Violet and I were just getting into the car when Travis’s voice halted me. “Hey, wait!”

He ducked back inside the house and came out with a pizza box and a plastic bag. He jogged over to the car. His blond hair that was as pale as mine was shining in the moonlight. His body almost glowed from the shimmer of the light against the fog rolling in. He looked like a superhero. Maybe Aquaman—and not the stupid movie version—but the comic-book version. Fit. Gorgeous. Loving water and sea and saving people. I could see the moment sketched across paper in my mind. My hand twitched at the thought of what it would look like in light and shadows of charcoal.

“Take this. It’s too much for Dawson and me to eat, and with Mandy and Leena gone, you won’t have anyone cooking for you.”

I smiled at that. “I do know how to cook. I’ve been cooking dinner since I was twelve.”

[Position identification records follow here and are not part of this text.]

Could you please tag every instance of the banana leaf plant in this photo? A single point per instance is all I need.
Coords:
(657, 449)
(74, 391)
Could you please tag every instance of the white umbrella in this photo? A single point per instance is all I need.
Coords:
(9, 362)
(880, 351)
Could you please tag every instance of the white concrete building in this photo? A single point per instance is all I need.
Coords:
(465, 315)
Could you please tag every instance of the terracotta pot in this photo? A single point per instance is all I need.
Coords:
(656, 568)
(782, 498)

He kind of eyed me for a moment. “Well, now you won’t have to for a few more days.”

He pushed the food at me, and I took it because it was easier than having a debate over it. I placed the food in the back and then turned to get in the driver’s seat just as another stab of pain rolled through me.

“Are you okay?” Travis asked. I was surprised he’d seen the pain, because I was pretty adept at hiding it.

“I’m fine,” I told him. It was the answer I always gave. I was fine. I would be fine. I’d be better than fine in about seven days. Life would right itself again.

When I went to shut the driver’s door, Travis stopped it, holding it open. I was forced to look at him with my fake smile, and I saw his warm eyes were full of concern.